On l’aura compris, le colloque ne s’en tiendra pas aux seules œuvres relevant de la science-fiction. Il s’agira également d’explorer les formes les plus diverses de rencontres entre science et fiction, et cela à partir de corpus précis qui peuvent aussi bien faire appel à l’Antiquité qu’à l’ultra-contemporain, en passant par l’âge classique ou les Lumières. Par exemple :

Quelles sciences pour quelles fictions ? Les sciences « dures » ne sont pas les seules à être impliquées dans la fiction ; inversement les formes romanesques (ou cinématographiques) ne sont pas les seules à entretenir d’étroits rapports avec la science. C’est par exemple au théâtre, dans la célèbre R.U.R. de Karel Čapek (1920) qu’apparaissent les premiers robots. Quant à la poésie scientifique, elle n’a pas connu ses seules heures de gloire durant l’Antiquité. Mais sommes-nous là encore dans le domaine de la fiction ? Peut-on dès lors dresser une poétique de la fiction à argument scientifique ?

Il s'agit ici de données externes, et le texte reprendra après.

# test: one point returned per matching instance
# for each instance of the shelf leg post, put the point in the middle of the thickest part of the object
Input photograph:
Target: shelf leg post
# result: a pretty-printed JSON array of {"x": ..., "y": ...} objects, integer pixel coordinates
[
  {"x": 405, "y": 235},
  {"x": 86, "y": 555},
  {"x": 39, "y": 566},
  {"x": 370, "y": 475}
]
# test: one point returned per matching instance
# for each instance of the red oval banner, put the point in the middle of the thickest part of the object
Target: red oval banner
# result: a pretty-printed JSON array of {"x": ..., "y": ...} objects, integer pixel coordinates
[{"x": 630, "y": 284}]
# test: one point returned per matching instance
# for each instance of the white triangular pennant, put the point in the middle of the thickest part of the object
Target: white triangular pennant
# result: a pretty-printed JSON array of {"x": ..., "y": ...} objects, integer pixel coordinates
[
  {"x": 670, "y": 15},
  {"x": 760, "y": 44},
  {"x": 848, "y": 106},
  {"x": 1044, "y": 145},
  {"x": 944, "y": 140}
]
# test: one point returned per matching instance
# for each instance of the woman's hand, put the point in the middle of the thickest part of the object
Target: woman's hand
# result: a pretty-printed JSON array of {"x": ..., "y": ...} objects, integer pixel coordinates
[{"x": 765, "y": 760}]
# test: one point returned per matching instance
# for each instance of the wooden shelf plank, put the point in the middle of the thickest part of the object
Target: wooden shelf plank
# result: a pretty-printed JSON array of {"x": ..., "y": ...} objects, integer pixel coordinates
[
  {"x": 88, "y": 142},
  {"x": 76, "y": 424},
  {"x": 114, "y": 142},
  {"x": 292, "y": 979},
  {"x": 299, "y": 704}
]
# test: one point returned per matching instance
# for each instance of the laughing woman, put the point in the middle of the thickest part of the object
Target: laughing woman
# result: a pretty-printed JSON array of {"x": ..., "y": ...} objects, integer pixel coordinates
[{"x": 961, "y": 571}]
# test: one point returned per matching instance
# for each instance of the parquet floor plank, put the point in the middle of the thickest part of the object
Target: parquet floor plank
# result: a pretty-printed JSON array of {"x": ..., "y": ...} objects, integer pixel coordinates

Quel portrait les écrivains dressent-ils des savants – de certains savants. De Purgon à Bardamu, les médecins empruntent ainsi de nombreux visages. Mais il en va de même pour l’astronome, le mathématicien ou le physicien. Quel est donc le personnel scientifique de la fiction ? Comment évolue-t-il ? Quelles sont les grandes figures de son panthéon ? Comment celles-ci s’inscrivent-elles dans le tissu social ? Quel rapport entretiennent-elles avec l’argent, avec la vérité, etc. ?

Quels sont les objets de la science ? Tous les savants sont-ils comme le Bouvancourt de Maurice Renard, toujours prêts à s’entourer d’un décorum singulier et particulièrement théâtral ? Quelles dimensions symboliques recouvrent ces différents éléments : livres, éprouvettes, machineries singulières, laboratoires lumineux et stérilisés ou ténébreux antres de savants ?

D’un autre point de vue, on pourra se demander par quels biais la science pénètre la fiction. Car les personnages, les thèmes ou motifs ne sont pas ici les seuls éléments à mettre en avant. On pourrait évoquer également la force modélisante de certains discours, voire l’organisation mathématique de la dispositio littéraire (comme dans Le città invisibili de Calvino, 1972).

Dans cette optique, bien d’autres questions demeurent. Comment la science permet-elle de dramatiser efficacement la fiction en mettant en scène de façon particulière les oppositions traditionnelles entre l’humanité et l’animalité (D. Keyes, Flowers for Algernon, 1966), l’intelligence et la folie (A Beautiful Mind), la science et le vice (R.-L. Stevenson, The Strange Case of Dr Jekyll and Mr Hyde, 1886).

Les propositions de communication – sous la forme d’un résumé de 1000 à 1500 caractères assorti d’une note bio-bibliographique de 500 caractères – sont à adresser à eric.lysoe@univ-bpclermont.fr ou gaelleloisel@yahoo.fr.

Comité scientifique : Anna Soncini-Fratta (Bologne), Barbara Sosien (Cracovie), Corin Braga (Cluj-Napoca), Gaëlle Loisel et Éric Lysøe (Clermont-Ferrand)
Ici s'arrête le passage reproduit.